The evergreen sprinter, now 39, has run under 10 seconds twice this year, making it an impressive seventh season running 9.9s. And there seems to be some substance to what Collins suggests, with Bolt back in action at the London Anniversary Games and rivals Justin Gatlin and Asafa Powell both absent.

This year’s exciting sprint rivalry consists of unbeaten Justin Gatlin and world-record holder Usain Bolt, who have not raced this season, with Tyson Gay and Asafa Powell in an interesting sub-plot.

Gatlin is the fastest man over 100m and 200m this year. He is unbeaten since 2013 and currently holds the four fastest times of the year, running 9.74-78 to show remarkable consistency. Bolt sits 62nd on the IAAF list with a modest, early season 10.13 into a headwind, but will undoubtedly rise to the occasion if fit next month for the World Championships.

Asafa Powell and Tyson Gay have returned this season with 9.81 and 9.87 respectively and will surely feature in the 100m final in Beijing.

To compare this season with previous year’s sprint rivalries, an obvious choice would be Ben Johnson and Carl Lewis.
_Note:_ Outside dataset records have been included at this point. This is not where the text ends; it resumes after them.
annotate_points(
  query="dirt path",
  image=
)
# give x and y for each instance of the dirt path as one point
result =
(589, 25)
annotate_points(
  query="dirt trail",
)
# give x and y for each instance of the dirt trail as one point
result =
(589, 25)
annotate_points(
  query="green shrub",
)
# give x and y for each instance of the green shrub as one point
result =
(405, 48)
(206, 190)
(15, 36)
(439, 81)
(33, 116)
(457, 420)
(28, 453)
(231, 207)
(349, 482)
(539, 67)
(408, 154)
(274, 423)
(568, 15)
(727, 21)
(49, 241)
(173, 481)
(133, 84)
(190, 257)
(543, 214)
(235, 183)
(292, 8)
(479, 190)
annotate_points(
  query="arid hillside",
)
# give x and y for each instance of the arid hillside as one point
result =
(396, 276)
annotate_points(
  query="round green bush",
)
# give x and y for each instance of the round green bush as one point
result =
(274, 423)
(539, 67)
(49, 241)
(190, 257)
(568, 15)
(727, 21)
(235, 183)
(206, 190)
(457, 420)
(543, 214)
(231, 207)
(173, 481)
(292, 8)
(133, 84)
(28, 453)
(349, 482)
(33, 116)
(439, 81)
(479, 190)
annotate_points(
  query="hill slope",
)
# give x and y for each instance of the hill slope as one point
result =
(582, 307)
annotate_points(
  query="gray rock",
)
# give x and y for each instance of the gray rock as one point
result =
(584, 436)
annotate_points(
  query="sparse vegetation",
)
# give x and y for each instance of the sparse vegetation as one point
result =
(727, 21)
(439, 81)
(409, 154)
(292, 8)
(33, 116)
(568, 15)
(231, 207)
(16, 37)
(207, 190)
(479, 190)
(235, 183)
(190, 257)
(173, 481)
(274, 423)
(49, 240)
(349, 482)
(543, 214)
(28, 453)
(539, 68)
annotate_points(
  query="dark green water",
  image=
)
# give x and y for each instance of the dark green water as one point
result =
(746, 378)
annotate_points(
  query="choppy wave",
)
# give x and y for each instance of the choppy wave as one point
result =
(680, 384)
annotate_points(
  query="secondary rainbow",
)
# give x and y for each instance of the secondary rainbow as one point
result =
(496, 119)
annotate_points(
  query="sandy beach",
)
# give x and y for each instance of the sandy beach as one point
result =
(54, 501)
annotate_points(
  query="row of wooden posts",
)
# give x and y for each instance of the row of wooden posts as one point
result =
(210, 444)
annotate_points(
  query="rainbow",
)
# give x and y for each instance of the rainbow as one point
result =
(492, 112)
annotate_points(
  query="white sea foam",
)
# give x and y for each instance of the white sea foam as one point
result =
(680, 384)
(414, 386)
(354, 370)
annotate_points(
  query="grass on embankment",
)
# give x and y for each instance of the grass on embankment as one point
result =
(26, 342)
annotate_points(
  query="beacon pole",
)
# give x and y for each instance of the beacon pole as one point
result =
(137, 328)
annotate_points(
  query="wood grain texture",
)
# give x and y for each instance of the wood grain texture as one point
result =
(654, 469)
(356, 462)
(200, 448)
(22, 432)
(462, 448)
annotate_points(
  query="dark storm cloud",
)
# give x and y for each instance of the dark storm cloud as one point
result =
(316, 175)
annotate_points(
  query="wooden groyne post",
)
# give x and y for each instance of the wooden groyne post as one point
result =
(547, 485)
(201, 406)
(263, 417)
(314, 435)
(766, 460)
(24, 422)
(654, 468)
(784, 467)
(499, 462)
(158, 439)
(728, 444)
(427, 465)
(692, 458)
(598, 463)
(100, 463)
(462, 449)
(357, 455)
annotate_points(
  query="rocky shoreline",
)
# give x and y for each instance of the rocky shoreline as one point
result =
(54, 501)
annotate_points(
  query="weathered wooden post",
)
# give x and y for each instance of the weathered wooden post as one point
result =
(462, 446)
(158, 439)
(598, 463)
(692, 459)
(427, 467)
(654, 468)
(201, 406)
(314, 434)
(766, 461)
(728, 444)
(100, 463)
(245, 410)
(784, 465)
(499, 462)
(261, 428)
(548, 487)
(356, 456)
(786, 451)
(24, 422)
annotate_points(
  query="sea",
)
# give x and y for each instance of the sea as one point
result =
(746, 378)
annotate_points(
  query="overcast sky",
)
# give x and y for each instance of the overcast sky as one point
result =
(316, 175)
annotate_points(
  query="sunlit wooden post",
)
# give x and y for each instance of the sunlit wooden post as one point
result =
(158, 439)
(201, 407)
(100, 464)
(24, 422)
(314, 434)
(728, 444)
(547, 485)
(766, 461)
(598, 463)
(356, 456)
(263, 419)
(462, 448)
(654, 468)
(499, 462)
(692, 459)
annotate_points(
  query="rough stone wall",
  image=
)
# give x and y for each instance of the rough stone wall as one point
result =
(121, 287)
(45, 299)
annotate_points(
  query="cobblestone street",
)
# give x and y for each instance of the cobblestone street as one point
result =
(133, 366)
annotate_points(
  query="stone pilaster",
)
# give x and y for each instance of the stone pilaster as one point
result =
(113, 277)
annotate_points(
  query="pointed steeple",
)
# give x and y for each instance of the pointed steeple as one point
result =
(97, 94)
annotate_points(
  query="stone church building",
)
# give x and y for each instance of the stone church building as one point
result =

In what was a memorably hostile rivalry, Lewis and Johnson’s dislike for each other was evident both on and off the track. At the Seoul Olympics 1988, in what is sometimes referred to ‘as the race that shocked the world’, Ben Johnson overthrew reigning Olympic Champion Lewis, running 9.79s before his imminent ban.

In 1997, after a long dispute over who was the fastest man in the world, Michael Johnson and Donovan Bailey raced over 150m in what was an exhibition-style race that attracted huge media attention. Bailey was 100m Olympic Champion and beat 200m Olympic Champion Johnson, who pulled up with an injury. Perhaps Collins believes we need more of this type of rivalry – the trash talk, the media build up, the conflict between two sprinting greats, choosing to fearlessly go head-to-head.

2015 has the prospect of producing a sprint rivalry to beat all that have come before it, with out-of-form people’s favourite Bolt and dominant but universally unpopular Justin Gatlin.

Collins suggests it’s time to forgive Gatlin, stating ‘If there’s a problem with him, let WADA do its job… It’s unfair to talk about his past. We have murderers that come out of prison and be put back into society and people forgive and forget and people move on.’

It seems whatever the outcome concerning Gatlin’s forgiveness or subsequent lack of, we have a story this season with a greater background than ever before. This rivalry is a comeback tale, but also one with exciting characters – we have both a hero and a villain in the form of two very different sprinters who look likely to become the two fastest men of all time.